Goodman’s first Regional experience came as part of the BK Athletics team in 2012, where she was inspired by the individual women’s performances.

“Amanda knew she wanted the Games as an individual after watching Jenny Davis kill it last year,” Kelly says. “She was there and soaked it all in like a sponge. We sat down on return and had some very honest discussions about what competing at that level required.”

That meant looking outside their box for programming.

“James and I (drew) out a plan which encompassed him designing the training, and I would implement and execute on the ground at BK Athletics,” she says.

Heading into the 2013 North East Regional, Goodman had her sights set on qualifying for the Games. But it wasn’t until Event 3’s burpee muscle-ups that she started making people take notice.
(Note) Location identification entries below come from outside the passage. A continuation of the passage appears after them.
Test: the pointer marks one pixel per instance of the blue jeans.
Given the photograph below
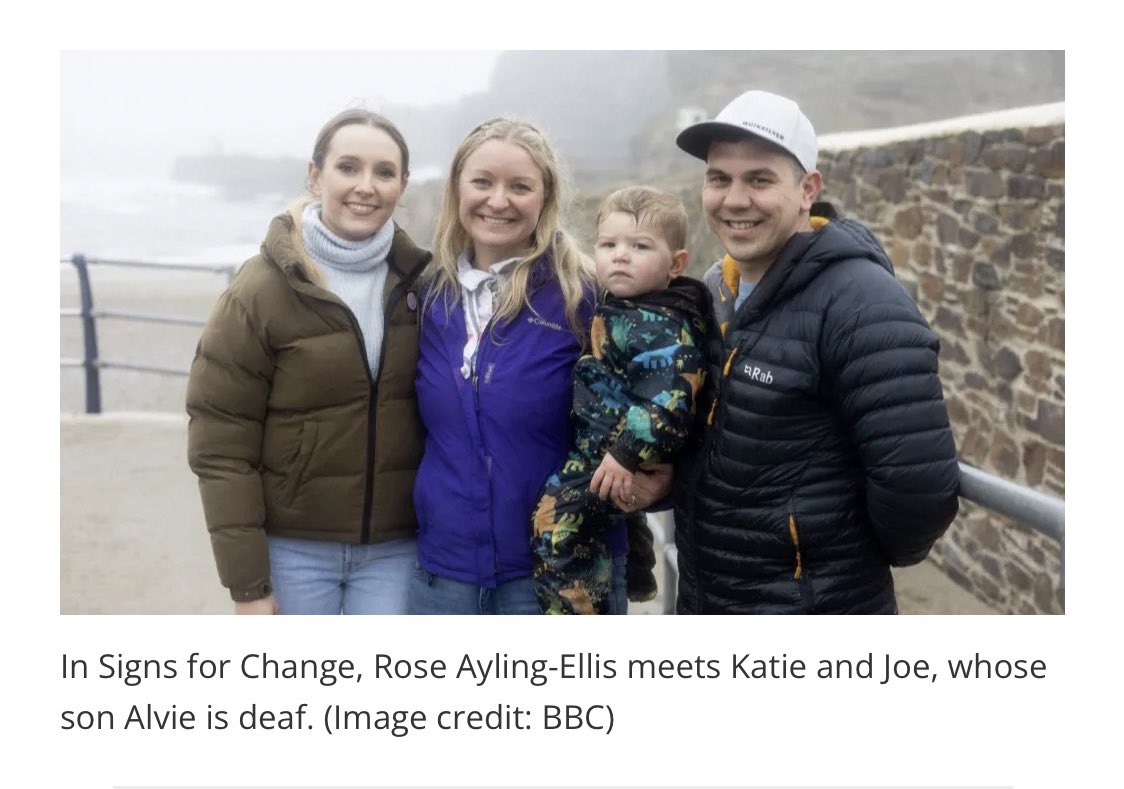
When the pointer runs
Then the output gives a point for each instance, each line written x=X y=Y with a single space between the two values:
x=320 y=577
x=618 y=599
x=432 y=593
With great precision, Goodman powered through all 30 reps in six minutes flat and was the only woman in the North East to complete the workout under the time cap. She says her gymnastics experience helped her stay consistent, even under fatigue.

“I’m sure the awareness of how my body moves helped in that workout, especially the technical movements. My plan was to just keep moving. I practiced the workout before, and I actually finished a little bit faster than I did at the Regional. But that’s got to be the plan: keep moving and make sure you don’t miss a rep.”

Goodman and fellow Games qualifier Danielle Horan battled for the region’s top spot. Despite a win on Event 7, where Goodman sprinted to her platform just two seconds before Horan, she finished the weekend in second place.

For Goodman, the weekend’s toughest test came during Event 6, which culminated in an epic lunge to the finish with third-place finisher Kaleena Ladeairous.

“Just getting into the shoulder-to-overheads and lunges, I knew that was going to be a limiter for me. As far as how hard I had to push, that was the toughest one for me on the weekend.”

Goodman says seeing Ladeairous pull ahead almost derailed her plan of steady pacing throughout the workout.

“Even though she was right there, I still wanted to stick to my plan and not let her affect me too much, and for the most part, I did,” Goodman says. “But it definitely pushed me harder than I thought I would have done.”

With her ticket to Carson, Calif., secured, Goodman has turned her focus to endurance. She says having two different coaches allows her to attack weaknesses more effectively.

“They’re a great team, and they continue to challenge me both mentally and physically,” she says.

Now training six days a week, Goodman is hoping the Games will include more advanced gymnastics movements, an area where she excels.

“I’d love to see parallette handstand push-ups, maybe rope climbs with no legs, even the monkey bars (Killer Cage) from 2011.”

She’s still sticking to her original plan and working to become one of the best in a sport where she’s going toe-to-toe with much more experienced competitors.

“I’m aiming for the podium. In my mind I see myself up there,” she says. “Elisabeth Akinwale and Camille Leblanc-Bazinet are also doing amazing stuff. Maybe we’ll see Sam Briggs up there, as well, but I’m definitely not ruling myself out of the possibility.”